Une réaction et une vigilance citoyenne ! Le choix de publier cet Appel le 17 décembre est "symbolique".

À travers cette "réaction citoyenne", les signataires de cet Appel tiennent "à attirer l’attention sur les conséquences néfastes de cette complicité" entre Béji Caïd Essebsi et Rached Ghannouchi, "qui ne sont que deux faces d’une même pièce".

La rencontre de Paris a tissé le destin de nos jours. Il faut noter que cette complicité renvoie à beaucoup de domaines et peut toucher le fonctionnement de l'appareil étatique dans son volet économique, mais aussi dans son volet politique ; et l’acquis de la liberté d'expression - qui se réduit de jour en jour - ; et en fin dans son volet social.

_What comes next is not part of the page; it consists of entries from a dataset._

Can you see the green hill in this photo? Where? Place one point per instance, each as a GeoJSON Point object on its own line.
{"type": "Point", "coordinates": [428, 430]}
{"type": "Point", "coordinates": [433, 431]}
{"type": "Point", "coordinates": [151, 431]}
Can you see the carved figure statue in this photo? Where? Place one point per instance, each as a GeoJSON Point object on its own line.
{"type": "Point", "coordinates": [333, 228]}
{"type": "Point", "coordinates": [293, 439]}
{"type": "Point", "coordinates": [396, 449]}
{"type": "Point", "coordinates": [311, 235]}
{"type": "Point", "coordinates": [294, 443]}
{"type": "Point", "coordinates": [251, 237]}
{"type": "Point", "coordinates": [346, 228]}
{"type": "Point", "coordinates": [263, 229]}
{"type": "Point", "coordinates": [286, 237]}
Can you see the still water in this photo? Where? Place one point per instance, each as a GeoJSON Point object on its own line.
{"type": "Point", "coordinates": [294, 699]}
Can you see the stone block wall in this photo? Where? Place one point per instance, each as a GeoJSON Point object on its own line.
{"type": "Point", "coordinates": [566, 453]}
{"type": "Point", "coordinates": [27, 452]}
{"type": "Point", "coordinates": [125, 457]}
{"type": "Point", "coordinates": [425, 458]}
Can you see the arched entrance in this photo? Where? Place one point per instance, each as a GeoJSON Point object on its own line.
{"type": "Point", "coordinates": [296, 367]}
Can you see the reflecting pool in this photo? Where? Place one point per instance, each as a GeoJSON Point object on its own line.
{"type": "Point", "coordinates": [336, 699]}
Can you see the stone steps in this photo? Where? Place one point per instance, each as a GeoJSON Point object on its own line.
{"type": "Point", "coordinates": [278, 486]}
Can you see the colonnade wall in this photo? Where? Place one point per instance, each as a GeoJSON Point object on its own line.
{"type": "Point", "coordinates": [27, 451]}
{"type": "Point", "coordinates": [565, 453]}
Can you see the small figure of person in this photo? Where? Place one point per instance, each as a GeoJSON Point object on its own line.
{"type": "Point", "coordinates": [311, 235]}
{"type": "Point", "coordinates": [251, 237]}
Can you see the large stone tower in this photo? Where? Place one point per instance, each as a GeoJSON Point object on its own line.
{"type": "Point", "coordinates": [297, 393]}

En résumé, aucune hypothèse n’est écartée, et grâce à cette coalition entre les deux partis, la démocratie est vidée de son sens.
L'exemple le plus récent, le report des élections municipales :
Le report au mois de mai marque une position impulsive et pourrait avoir des conséquences lourdes sur les prochaines échéances législatives en 2019.
Le peuple doit s’attendre à revivre la même expérience que sous la Troïka lorsque les élections ont été retardés de trois années.

Ce qui est à craindre, c'est :
- L'échec de la transition démocratique.
- Perdre notre capital acquis après la révolution.
- Une situation économique qui se détériore, rongée par la corruption, qui ruine l’économie, et qui est aussi le talon d’Achille de la coalition dirigeante. Il ne faut pas lui laisser de répit sur ce terrain.


En résumé, nous exprimons la vigilance citoyenne qui se résume dans les actes suivants : Observer, Noter, Mémoriser, Avertir.